Aguanta, dice Manuel, tembloroso, abre la ventana y lo saca con cuidado.
El felino apenas se mueve, pero al abrazarlo ronronea débilmente. Manuel llora, por primera vez en dos años.
Tonto susurra. ¿Por qué me haces esto? Te he encontrado
En casa le da leche tibia y le da de comer poco a poco. Al caer la tarde el gato recobra fuerzas y juega con la pata.
Ya está bien, sonríe Manuel entre lágrimas. Así me gusta.

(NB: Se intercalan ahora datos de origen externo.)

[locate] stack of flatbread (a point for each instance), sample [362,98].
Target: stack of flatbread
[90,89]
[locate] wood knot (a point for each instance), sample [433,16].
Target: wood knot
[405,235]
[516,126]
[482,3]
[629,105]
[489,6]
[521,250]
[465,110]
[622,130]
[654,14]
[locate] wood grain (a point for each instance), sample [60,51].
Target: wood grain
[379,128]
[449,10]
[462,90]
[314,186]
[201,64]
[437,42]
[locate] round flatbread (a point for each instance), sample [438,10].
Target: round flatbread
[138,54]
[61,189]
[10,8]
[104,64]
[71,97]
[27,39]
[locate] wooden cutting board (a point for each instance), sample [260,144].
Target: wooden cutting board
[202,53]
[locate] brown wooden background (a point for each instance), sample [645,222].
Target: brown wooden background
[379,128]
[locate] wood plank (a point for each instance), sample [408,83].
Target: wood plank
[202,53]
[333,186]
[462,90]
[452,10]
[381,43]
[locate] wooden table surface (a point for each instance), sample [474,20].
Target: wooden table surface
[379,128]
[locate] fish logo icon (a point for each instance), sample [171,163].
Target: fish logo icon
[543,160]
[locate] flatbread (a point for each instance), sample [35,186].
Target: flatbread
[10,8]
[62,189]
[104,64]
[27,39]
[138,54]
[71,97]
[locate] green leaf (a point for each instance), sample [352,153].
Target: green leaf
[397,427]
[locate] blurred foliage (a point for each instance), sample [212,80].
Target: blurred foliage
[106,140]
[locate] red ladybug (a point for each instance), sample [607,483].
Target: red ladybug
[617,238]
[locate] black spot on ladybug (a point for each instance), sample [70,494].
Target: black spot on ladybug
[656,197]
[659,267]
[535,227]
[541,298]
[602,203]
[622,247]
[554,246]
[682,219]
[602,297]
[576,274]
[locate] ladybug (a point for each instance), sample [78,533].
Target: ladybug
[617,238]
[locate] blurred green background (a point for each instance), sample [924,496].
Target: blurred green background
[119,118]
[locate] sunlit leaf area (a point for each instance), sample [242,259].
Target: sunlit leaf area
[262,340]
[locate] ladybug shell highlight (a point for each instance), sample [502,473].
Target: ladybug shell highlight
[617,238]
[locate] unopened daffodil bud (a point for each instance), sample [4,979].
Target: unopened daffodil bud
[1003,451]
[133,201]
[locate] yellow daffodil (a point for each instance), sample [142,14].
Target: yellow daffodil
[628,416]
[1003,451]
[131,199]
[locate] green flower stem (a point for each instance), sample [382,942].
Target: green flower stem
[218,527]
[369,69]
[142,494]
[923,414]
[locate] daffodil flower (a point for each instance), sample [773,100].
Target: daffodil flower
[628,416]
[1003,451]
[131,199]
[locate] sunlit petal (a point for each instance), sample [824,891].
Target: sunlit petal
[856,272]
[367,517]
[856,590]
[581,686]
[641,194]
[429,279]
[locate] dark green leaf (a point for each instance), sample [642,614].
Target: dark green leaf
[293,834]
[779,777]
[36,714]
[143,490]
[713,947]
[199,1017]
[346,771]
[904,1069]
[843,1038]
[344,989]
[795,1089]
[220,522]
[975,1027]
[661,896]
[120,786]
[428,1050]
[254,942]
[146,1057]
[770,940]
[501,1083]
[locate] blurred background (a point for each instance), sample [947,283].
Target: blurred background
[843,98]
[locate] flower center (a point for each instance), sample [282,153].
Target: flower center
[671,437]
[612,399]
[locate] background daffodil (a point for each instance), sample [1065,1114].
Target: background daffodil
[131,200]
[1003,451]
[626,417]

Ahora es enero. Han pasado tres meses desde que Rojín se instaló de verdad y un mes desde que desapareció el viejo silencio. Manuel está junto a la ventana, calentándose. Rojín se ha estirado en el rayo de sol, gordito y contento.
Te has engordado, amigo bromea Manuel. Ya eres todo un doméstico.
El gato solo ronronea, con los ojos cerrados.
Llaman a la puerta. Es Doña Carmen.
¿Puedo entrar? pregunta, asomándose.
Pasa, Carmen.
Ahora la vecina parece una invitada de honor. Lleva té y unas manualidades para el gato, incluso una ratita tejida.
¿Cómo está nuestro rey? acaricia a Rojín.
Como un monarca. Come, duerme y a veces nos asusta.
¿Y tú? ¿Te arrepientes de haberlo traído?
Manuel reflexiona. El apartamento está lleno de juguetes, platos, pelaje en la alfombra. No hay orden, pero sí vida.
Nunca me arrepiento responde con sinceridad.
Yo pienso sonríe Carmen. Quizá debería adoptar un gatito. Me aburro mucho últimamente.
Adelante, pero ve al veterinario, ponle vacunas y todo eso.
Lo sabes todo, ¿no?
Aprendo guiña el ojo Manuel.
Al caer la noche, él y Rojín están en el sofá. Manuel mira la tele, el gato duerme en su regazo, se estira y se vuelve sobre su espalda.
¿Recuerdas cuando quería echarte? se rasca el vientre del gato. Fue una tontería. No sabía lo que perdía.
En la calle sopla el viento de enero, el frío cala, pero dentro el calor es total. Manuel mira al gato dormido y comprende que vuelve a vivir, no solo a existir.
Al día siguiente el despertar será con el despertador felino de bigotes. Esa será la verdadera felicidad.
Duerme, pequeñín susurra Manuel.
Y se queda dormido con el suave ronroneo, la mejor canción de cuna que haya escuchado.